The numbers don't lie when your own people start saying them out loud. Inside the Kremlin's gilded halls, officials are whispering what economists have known for months: Russia's war machine is devouring itself. Defence spending has swollen to consume nearly a third of the federal budget, while the ruble stumbles and ordinary Russians queue for sugar that costs twice what it did last year.
What makes this moment different is not the economic reality — it's who's finally acknowledging it. These aren't Western analysts or opposition voices speaking from exile. These are Putin's own advisors, the ones who helped architect this adventure in February 2022, now calculating the impossible mathematics of infinite war. They understand what their president seems determined to ignore: you cannot fund forever what you cannot afford today.
The irony cuts deep through Moscow's corridors of power. Defence contractors have grown fat on lucrative government contracts, their profits tied directly to the continuation of conflict.

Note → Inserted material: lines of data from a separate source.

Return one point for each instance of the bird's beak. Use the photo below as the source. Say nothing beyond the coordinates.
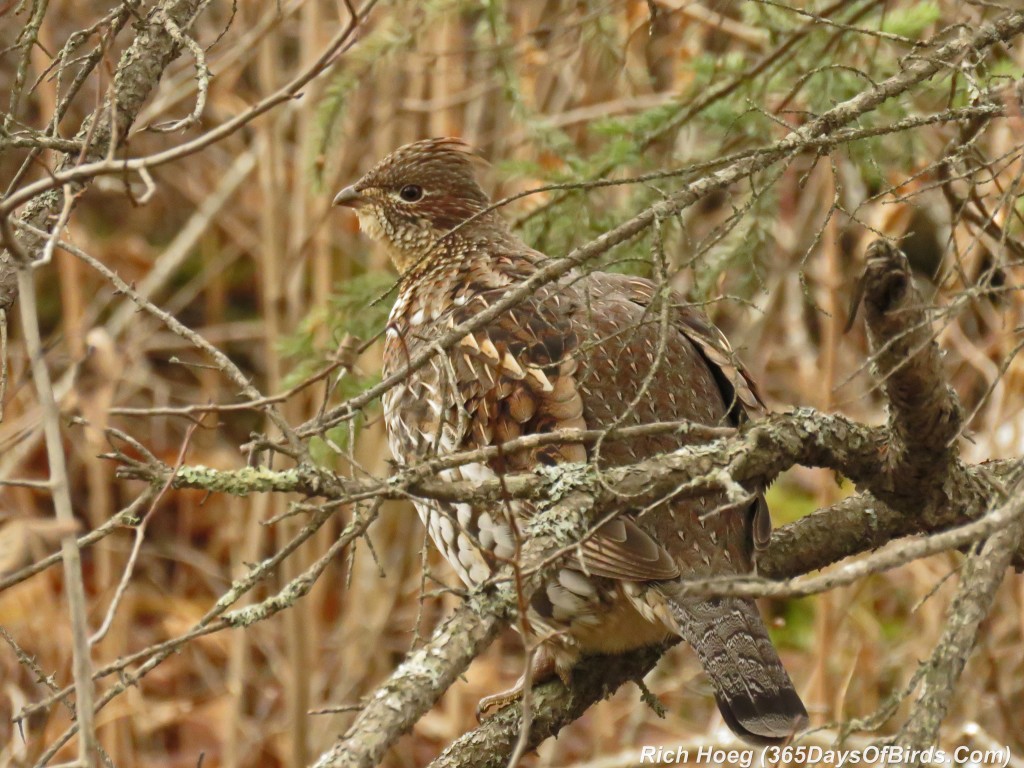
(350, 198)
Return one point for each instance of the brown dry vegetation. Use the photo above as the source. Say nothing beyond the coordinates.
(239, 243)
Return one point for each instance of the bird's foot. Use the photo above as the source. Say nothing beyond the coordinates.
(542, 669)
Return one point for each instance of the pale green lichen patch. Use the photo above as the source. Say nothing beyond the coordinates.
(238, 481)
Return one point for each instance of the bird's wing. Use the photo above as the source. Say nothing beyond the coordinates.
(737, 389)
(517, 376)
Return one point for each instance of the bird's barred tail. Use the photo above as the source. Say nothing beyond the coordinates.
(753, 689)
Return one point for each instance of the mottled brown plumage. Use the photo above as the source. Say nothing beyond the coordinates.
(586, 351)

They lobby harder than anyone against spending cuts, creating a perverse incentive structure where peace becomes the enemy of prosperity. The war that was meant to restore Russian greatness has instead created an economy that requires perpetual conflict to function.

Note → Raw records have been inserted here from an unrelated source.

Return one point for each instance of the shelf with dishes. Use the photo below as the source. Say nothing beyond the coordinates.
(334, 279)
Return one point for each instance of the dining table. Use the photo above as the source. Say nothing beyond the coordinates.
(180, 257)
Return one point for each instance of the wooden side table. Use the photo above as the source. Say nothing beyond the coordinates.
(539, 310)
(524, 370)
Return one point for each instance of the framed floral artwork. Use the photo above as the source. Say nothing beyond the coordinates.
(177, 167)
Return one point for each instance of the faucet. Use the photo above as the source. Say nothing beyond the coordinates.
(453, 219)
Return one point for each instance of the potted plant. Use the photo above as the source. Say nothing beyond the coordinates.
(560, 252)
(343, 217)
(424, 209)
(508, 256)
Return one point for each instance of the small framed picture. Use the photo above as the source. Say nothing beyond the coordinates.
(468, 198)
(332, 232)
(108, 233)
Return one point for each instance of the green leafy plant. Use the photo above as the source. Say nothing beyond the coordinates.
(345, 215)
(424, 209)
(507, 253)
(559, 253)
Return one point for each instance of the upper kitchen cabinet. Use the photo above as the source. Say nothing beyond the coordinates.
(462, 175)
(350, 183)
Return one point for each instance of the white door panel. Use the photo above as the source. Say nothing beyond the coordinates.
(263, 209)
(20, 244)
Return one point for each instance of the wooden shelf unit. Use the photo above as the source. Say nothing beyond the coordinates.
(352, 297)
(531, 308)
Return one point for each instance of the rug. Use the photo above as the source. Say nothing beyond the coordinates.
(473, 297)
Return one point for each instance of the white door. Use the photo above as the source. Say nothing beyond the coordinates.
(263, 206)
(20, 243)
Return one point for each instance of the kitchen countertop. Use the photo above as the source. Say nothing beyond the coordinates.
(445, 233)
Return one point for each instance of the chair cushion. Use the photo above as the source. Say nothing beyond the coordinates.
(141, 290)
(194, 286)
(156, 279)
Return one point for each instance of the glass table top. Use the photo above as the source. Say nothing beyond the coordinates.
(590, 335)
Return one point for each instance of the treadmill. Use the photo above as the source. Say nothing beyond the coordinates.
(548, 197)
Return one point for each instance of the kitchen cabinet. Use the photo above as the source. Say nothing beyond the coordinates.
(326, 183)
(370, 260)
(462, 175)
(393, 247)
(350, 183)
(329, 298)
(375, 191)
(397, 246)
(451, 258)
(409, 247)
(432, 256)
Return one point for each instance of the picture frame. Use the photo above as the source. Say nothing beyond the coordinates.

Meanwhile, across the Baltic, Poland and the Baltic states find themselves in preliminary discussions about hosting NATO's dual-capable aircraft — the diplomatic phrase for nuclear-capable bombers. The Americans are reading the same intelligence reports that circulate in Moscow, understanding that economic pressure alone may not be enough to end this. Sometimes deterrence requires visible reminders of consequence.
But it's the human cost that remains most telling. In Kharkiv yesterday, rescue workers pulled an eight-year-old boy from the rubble of an apartment block, one of twenty-two civilians killed in a single day of bombardment. The child's name was Artem. He wanted to be an astronaut. These details matter because they're the ones that won't appear in any economic calculation, won't factor into any sustainability assessment coming from the Kremlin.

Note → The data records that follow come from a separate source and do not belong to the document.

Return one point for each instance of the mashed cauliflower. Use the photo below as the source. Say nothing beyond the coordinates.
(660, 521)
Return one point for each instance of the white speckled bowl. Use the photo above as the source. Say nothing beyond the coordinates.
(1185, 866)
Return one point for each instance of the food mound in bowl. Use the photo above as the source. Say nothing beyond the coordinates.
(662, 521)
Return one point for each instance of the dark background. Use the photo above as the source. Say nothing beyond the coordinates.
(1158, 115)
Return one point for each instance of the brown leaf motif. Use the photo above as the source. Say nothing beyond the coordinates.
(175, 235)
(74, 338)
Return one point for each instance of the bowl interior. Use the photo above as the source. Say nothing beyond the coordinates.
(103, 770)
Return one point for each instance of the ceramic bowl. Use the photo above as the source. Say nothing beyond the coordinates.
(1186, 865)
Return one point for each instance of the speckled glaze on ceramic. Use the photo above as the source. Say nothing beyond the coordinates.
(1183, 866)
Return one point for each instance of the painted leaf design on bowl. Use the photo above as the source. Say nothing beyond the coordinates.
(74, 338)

El Niño promises to make this summer the hottest on record across most of Europe, adding another layer of pressure to already strained energy systems. Ukraine's damaged power grid faces its greatest test yet, while Russian gas revenues continue their steep decline as European customers find alternatives.
In Valletta's ancient streets, where empires once counted their coins and measured their reach, the arithmetic feels familiar. Every superpower eventually discovers the same truth: you can sustain anything except unsustainability itself. The question now is not whether Putin's officials are right about the numbers. The question is whether acknowledgment becomes action before the mathematics force their own solution.